The death of crabs on the coast of the UK may be caused by an unknown disease

The Scientific Committee has ruled out chemical poisoning and algae as an explanation for crustacean deaths in the northeast of England, saying a new disease is the most likely cause.

Massive crab die-offs seen in the northeast of England in 2021 and 2022 could be caused by a never-before-seen disease, a scientific committee set up by the UK Department for the Environment, Food and Rural Affairs (Defra) has concluded. The committee concluded that it was unlikely that algae or chemical poisoning was responsible for the deaths, as previous studies had suggested.

In October 2021, tens of thousands of dead and dying crabs and lobsters began washing ashore along the Tees Estuary on the North Yorkshire coast and then further south in the fishing town of Whitby. In May 2022, a death investigation by Defra pointed to a rapid natural increase in ocean algae, also known as algal blooms, as a potential cause of the deaths. But the investigation also acknowledged that it did not find a single causal factor in death.

In October, a group of researchers commissioned by the fishing team published their own study of mass deaths. The team argued that they were unlikely to have been caused by algal blooms and instead suggested that the more likely cause of death was a release of pyridine into sediments that had been excavated to make way for a new freeport on the River Tees.

UK Environment Minister Teresa Coffey ordered Defra to set up an independent scientific committee to look into the matter further.
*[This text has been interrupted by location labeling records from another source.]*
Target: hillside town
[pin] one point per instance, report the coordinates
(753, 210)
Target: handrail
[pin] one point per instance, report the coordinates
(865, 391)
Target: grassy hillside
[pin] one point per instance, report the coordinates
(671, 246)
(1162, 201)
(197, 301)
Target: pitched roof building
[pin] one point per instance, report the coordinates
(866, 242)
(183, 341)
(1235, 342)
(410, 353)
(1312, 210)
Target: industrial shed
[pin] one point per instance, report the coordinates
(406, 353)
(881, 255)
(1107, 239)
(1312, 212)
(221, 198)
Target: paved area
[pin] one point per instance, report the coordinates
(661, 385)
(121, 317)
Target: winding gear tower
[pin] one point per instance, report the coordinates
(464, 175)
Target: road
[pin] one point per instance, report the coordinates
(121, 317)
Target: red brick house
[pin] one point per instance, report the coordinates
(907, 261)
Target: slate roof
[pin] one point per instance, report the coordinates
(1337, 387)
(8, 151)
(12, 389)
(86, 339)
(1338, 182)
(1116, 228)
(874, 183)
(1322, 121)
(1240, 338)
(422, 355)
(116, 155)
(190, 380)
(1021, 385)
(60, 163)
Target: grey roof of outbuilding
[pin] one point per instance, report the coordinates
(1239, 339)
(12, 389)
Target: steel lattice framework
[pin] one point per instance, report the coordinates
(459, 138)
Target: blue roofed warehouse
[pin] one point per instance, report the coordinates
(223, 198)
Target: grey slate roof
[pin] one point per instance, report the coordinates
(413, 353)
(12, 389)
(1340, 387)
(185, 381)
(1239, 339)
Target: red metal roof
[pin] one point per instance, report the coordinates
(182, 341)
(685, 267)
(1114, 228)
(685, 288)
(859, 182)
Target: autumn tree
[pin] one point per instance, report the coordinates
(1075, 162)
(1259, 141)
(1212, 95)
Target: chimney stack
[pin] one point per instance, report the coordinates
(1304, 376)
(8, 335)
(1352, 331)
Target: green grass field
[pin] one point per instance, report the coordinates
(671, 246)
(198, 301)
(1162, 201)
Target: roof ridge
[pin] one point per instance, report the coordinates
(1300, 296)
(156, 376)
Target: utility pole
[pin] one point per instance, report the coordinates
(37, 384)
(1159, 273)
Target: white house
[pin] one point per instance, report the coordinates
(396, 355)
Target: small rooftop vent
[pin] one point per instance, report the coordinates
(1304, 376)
The committee has now said that no single factor can be blamed for the mass mortality of crustaceans. Instead, it is estimated that there is a 33 to 66 percent chance that the mass death was caused by a new disease that only affects crabs and lobsters.

Tammy Horton of the UK’s National Oceanographic Centre, who was on the committee that wrote the report, said at a press briefing that the new disease could explain why the crabs twitched when they died.

This also explains why the mass deaths took so long, and the fact that other marine life was not affected, Horton said. However, direct evidence of a new disease has not yet been found, she added.

The report ignores Defra’s initial suggestion that algal blooms were to blame for the death of the crabs, saying that this cannot explain the twitches seen in the crabs. “I am not nitpicking the earlier report,” Defra chief scientific adviser Gideon Henderson said at the briefing. “As usual in science, our knowledge deepens over time.”

The committee also stated that the duration of the mass deaths ruled out pyridine poisoning. “That ended the pyridine story,” says Crispin Halsall of Lancaster University, UK, another member of the committee. “You need a constant large source of pyridine to cause this. [crab deaths] and that is clearly not the case.”

The report states that the last time before the Tees mass extinction was dredging was in December 2020, and no further dredging took place in the region until September 2022.

Henderson said if the disease is a major factor in the death of crabs, it’s hard to say if it’s still causing more deaths in the region. “As more people become aware, people are reporting [crab deaths] more often,” he said. “It’s hard to tell if this is unusual until we put all the data together.”

Horton said the disease is unlikely to be dangerous to humans as it only seems to affect crabs. “Seafood is safe to eat,” she says.

Rodney Forster of the University of Hull, UK, who was involved in the second crab death report, which ultimately blamed dredging, says the new report is good and thorough, and that he largely agrees with its findings. He says the debacle over this issue has highlighted the flaws in the UK’s water monitoring system. “We have a reactive system, not a proactive one,” he says.

Forster says that due to government budget cuts, water quality in the UK is measured only at the surface and not at the seabed where the crabs live. Levels of toxic algae are also not monitored in areas of the UK that are not used to grow oysters and mussels, he said. The lack of monitoring is a major reason why we still don’t know what exactly caused these crab deaths, he said.

“I think we underestimate the importance of having healthy and safe rivers,” says Forster. “We have to measure certain parts of the marine system to understand it – we have to be prepared for climate change.”